For a moment, I could scarcely realize the truth; but found that he had fallen through the luxuriant fringe of creeping plants, wild vines, and yellow gourds which hung over the brow of the chasm; but having caught a tough vine tendril or branch in his descent, he swung by it over the black profundity, clinging with seamanlike tenacity by both hands, and uttering the most piteous cries for mercy, or for that succour which I was totally unable to render, even had I been disposed to do so.
Cautiously I drew near and surveyed him.
The chasm was about twenty feet wide. Its walls descended sheer into profound obscurity below, for a hundred feet and more—perhaps, for aught man can learn, into the bowels of the earth.
About five feet from the side on which I stood, the wretched Knuckleduster swung by the vine-branch, which he clutched as tenaciously as before he had clutched me, with his felon hands. His face was alternately pale as death, or flushed with crimson, as the blood rushed backward from heart to head.
My face and mouth were covered with blood; my limbs ached with bruises; my throat had been compressed in that ruffianly struggle to the verge of suffocation: thus my heart boiled with rage; I was pitiless as a tiger, and heard his entreaties—his offers to be my slave for life, with loathing and with laughter; but they ended in a howl of mingled fury and despair, when I drew from my breast-pocket his large clasped knife, and opened it with grim deliberation.
"Abandoned wretch, the odds are now in my favour," said I; "you are helpless—I have no power to save you, even if I would; but I may hasten the fast-running sands of your evil life. The time has come when you must taste of that bitterness you have so freely dealt out to others—the bitterness of death! So, villain, receive the fate you were about to accord to me!"
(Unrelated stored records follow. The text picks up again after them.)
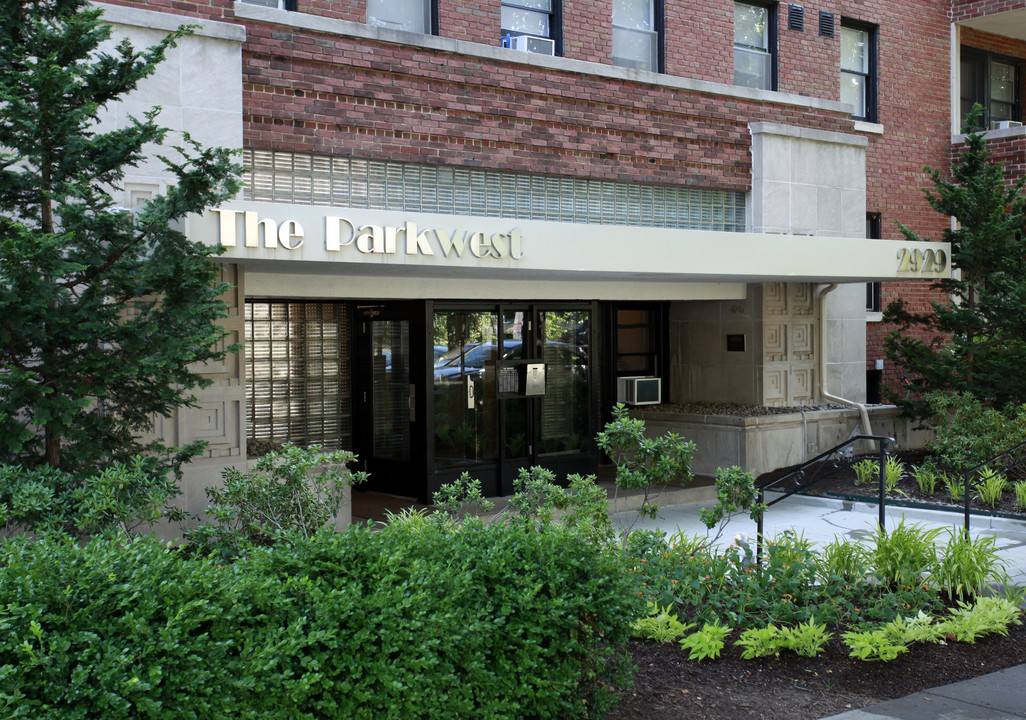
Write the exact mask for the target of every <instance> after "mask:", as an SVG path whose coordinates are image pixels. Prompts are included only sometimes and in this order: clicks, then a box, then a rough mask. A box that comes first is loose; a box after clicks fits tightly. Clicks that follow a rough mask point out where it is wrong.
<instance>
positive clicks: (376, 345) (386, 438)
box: [370, 320, 412, 463]
mask: <svg viewBox="0 0 1026 720" xmlns="http://www.w3.org/2000/svg"><path fill="white" fill-rule="evenodd" d="M370 352H371V357H370V362H371V378H372V384H373V396H372V409H371V412H372V421H371V422H372V427H373V457H376V458H379V459H389V461H398V462H402V463H406V462H408V461H409V440H410V437H409V423H410V393H411V388H412V386H411V385H410V383H409V357H410V353H409V322H408V321H406V320H372V321H371V322H370Z"/></svg>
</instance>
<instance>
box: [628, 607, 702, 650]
mask: <svg viewBox="0 0 1026 720" xmlns="http://www.w3.org/2000/svg"><path fill="white" fill-rule="evenodd" d="M694 627H695V624H694V623H688V624H686V625H684V624H683V623H681V622H680V621H679V619H677V615H676V614H674V613H672V612H670V606H669V605H667V606H666V607H660V606H659V605H657V604H656V603H654V602H649V603H648V614H647V615H645V616H644V617H639V618H637V619H636V621H634V624H633V625H632V626H631V630H632V632H633V634H634V635H636V636H637V637H640V638H645V639H646V640H655V641H656V642H673V641H674V640H676V639H677V638H679V637H681V636H682V635H684V634H685V633H686V632H687V631H688V630H692V629H693V628H694Z"/></svg>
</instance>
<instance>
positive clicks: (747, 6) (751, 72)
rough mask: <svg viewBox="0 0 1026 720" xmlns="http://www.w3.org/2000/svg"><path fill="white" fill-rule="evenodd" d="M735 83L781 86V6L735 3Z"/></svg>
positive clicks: (734, 69) (734, 55)
mask: <svg viewBox="0 0 1026 720" xmlns="http://www.w3.org/2000/svg"><path fill="white" fill-rule="evenodd" d="M734 84H735V85H742V86H744V87H752V88H755V89H761V90H775V89H777V9H776V6H774V5H758V4H754V3H747V2H736V3H734Z"/></svg>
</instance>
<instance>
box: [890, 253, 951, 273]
mask: <svg viewBox="0 0 1026 720" xmlns="http://www.w3.org/2000/svg"><path fill="white" fill-rule="evenodd" d="M947 269H948V253H946V252H945V251H944V250H910V249H908V248H907V247H903V248H901V249H900V250H898V272H899V273H904V274H920V275H921V274H926V273H931V274H932V273H943V272H944V271H945V270H947Z"/></svg>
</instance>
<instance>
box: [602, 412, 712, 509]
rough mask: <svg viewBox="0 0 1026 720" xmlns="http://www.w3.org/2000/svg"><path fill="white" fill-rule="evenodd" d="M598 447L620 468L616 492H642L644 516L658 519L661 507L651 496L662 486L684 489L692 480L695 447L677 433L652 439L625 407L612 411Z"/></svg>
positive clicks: (617, 469) (692, 442)
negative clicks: (669, 486) (612, 413)
mask: <svg viewBox="0 0 1026 720" xmlns="http://www.w3.org/2000/svg"><path fill="white" fill-rule="evenodd" d="M595 444H596V445H598V448H599V449H600V450H602V451H604V452H606V453H607V454H608V455H609V457H610V458H611V459H613V463H614V465H616V466H617V480H616V483H617V488H618V489H623V490H641V491H642V492H643V494H644V496H643V499H642V504H641V510H640V512H641V515H643V516H645V517H649V518H655V517H656V513H657V512H658V511H659V506H658V505H656V504H655V503H653V502H652V498H650V494H652V493H653V492H654V490H655V489H656V488H658V487H659V486H660V485H678V486H679V485H683V484H684V483H687V482H689V481H690V479H692V454H693V453H694V452H695V443H693V442H690V441H689V440H684V439H682V438H680V437H679V436H677V435H675V434H674V433H666V434H665V435H663V436H661V437H659V438H649V437H647V436H646V435H645V432H644V421H643V419H640V418H637V417H631V416H630V414H629V413H628V409H627V407H626V406H625V405H623V404H622V403H618V404H617V406H616V407H614V408H613V419H611V421H609V422H608V423H607V424H606V425H605V428H604V429H603V430H602V432H600V433H599V434H598V435H597V436H595Z"/></svg>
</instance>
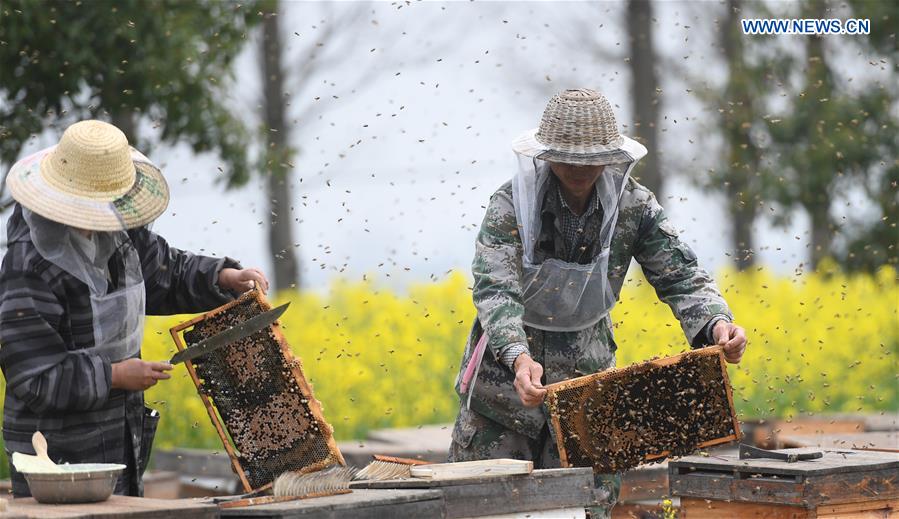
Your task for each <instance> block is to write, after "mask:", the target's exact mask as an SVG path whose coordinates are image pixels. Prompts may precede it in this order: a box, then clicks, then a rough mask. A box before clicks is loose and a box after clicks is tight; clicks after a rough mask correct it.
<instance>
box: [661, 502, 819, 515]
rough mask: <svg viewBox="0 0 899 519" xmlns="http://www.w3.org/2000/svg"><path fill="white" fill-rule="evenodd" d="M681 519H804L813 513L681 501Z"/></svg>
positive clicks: (714, 502) (789, 508) (782, 506)
mask: <svg viewBox="0 0 899 519" xmlns="http://www.w3.org/2000/svg"><path fill="white" fill-rule="evenodd" d="M678 517H680V518H681V519H721V518H722V517H740V518H760V519H761V518H764V519H806V518H811V517H815V515H814V512H813V511H811V510H805V509H802V508H798V507H795V506H785V505H761V504H756V503H728V502H726V501H710V500H705V499H695V498H684V499H681V506H680V515H679V516H678Z"/></svg>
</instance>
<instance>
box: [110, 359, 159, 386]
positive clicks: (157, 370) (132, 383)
mask: <svg viewBox="0 0 899 519" xmlns="http://www.w3.org/2000/svg"><path fill="white" fill-rule="evenodd" d="M171 369H172V365H171V364H169V363H168V362H147V361H145V360H141V359H128V360H123V361H122V362H116V363H113V365H112V387H113V388H115V389H127V390H128V391H143V390H145V389H147V388H150V387H152V386H155V385H156V382H158V381H160V380H165V379H167V378H172V375H171V374H169V373H166V371H170V370H171Z"/></svg>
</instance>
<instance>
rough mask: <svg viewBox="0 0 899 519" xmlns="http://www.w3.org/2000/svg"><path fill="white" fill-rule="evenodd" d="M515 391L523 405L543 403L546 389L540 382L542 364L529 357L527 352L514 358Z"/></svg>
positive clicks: (542, 368)
mask: <svg viewBox="0 0 899 519" xmlns="http://www.w3.org/2000/svg"><path fill="white" fill-rule="evenodd" d="M513 367H514V369H515V384H514V385H515V391H517V392H518V398H520V399H521V403H522V404H524V406H525V407H537V406H538V405H540V404H542V403H543V399H544V398H545V397H546V390H545V389H543V384H542V383H541V382H540V377H542V376H543V366H541V365H540V363H539V362H537V361H535V360H534V359H532V358H531V356H530V355H528V354H527V353H522V354H521V355H519V356H518V358H517V359H515V363H514V365H513Z"/></svg>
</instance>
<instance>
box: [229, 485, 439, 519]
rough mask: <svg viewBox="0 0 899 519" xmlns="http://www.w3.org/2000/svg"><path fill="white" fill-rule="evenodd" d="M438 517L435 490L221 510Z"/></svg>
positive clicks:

At these words I slashed the sharp knife across the tough tendril of the gourd-vine. It parted, and Knuckleduster at once vanished into the awful profundity below, and with the scream of a despairing spirit. To what depth he fell, I know not, for no sound followed his disappearance.
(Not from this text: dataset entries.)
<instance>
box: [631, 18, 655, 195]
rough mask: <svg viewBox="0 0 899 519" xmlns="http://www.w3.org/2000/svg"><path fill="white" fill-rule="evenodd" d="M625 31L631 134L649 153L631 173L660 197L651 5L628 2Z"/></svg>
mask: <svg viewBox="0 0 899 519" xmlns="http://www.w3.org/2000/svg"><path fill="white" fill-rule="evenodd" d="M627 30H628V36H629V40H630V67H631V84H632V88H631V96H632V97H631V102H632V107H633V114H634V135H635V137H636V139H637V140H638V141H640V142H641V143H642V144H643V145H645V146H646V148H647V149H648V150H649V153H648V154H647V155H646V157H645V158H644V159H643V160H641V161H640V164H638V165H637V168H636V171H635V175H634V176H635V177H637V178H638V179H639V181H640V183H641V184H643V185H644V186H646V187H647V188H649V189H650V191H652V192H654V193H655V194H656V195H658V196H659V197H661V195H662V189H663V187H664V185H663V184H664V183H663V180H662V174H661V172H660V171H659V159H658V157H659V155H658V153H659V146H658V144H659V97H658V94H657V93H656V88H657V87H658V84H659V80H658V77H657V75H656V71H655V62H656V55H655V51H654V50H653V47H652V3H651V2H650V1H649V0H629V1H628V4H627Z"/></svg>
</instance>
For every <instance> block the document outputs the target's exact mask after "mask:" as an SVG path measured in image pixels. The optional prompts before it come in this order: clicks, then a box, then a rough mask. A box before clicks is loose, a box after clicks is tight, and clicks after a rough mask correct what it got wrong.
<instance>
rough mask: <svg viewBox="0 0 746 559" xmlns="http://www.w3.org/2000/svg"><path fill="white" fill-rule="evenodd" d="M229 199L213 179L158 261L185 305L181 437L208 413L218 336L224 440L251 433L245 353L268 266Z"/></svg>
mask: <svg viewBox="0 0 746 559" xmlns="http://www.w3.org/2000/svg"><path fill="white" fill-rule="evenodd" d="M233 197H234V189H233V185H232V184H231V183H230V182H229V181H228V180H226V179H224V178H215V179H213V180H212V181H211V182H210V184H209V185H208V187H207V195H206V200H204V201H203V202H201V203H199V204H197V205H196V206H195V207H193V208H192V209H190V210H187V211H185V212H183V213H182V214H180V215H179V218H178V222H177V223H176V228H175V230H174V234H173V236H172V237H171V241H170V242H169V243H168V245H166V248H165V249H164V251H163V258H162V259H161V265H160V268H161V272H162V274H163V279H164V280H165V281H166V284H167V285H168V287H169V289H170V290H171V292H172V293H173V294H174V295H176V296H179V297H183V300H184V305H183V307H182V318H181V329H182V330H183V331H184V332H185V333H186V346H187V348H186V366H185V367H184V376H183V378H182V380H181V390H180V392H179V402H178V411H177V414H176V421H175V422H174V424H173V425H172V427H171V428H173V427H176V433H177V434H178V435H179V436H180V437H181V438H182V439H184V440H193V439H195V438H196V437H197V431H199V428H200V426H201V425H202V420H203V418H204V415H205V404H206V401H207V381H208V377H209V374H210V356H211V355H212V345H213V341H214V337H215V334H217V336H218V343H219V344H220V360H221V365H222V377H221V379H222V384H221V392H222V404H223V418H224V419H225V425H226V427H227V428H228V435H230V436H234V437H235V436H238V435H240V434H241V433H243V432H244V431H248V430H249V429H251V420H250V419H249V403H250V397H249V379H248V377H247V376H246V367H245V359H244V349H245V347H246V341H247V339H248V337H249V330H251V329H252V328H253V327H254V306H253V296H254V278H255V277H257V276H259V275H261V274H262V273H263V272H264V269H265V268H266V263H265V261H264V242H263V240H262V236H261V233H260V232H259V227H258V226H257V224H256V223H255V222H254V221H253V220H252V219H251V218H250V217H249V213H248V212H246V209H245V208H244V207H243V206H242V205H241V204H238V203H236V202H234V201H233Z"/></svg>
My hair seemed to bristle up, and heavily the hot bead-drops rolled over my brow!
I thanked Heaven for my narrow escape—for the retribution thus placed in my hands, and turned away with little more regret than if I had dealt a finishing blow to an expiring reptile. I had already fought my way over too many slain heaps of good and gallant hearts, for the impression made upon me by the fate of this man—or the mode in which I had hastened it—to be very lasting or very profound.
Hurrying to the summit of the cliff on which he had assaulted me, breathless lest I should be too late to signal the ship whose appearance had caused this conflict and unforeseen catastrophe, I looked around for her in an agony of suspense.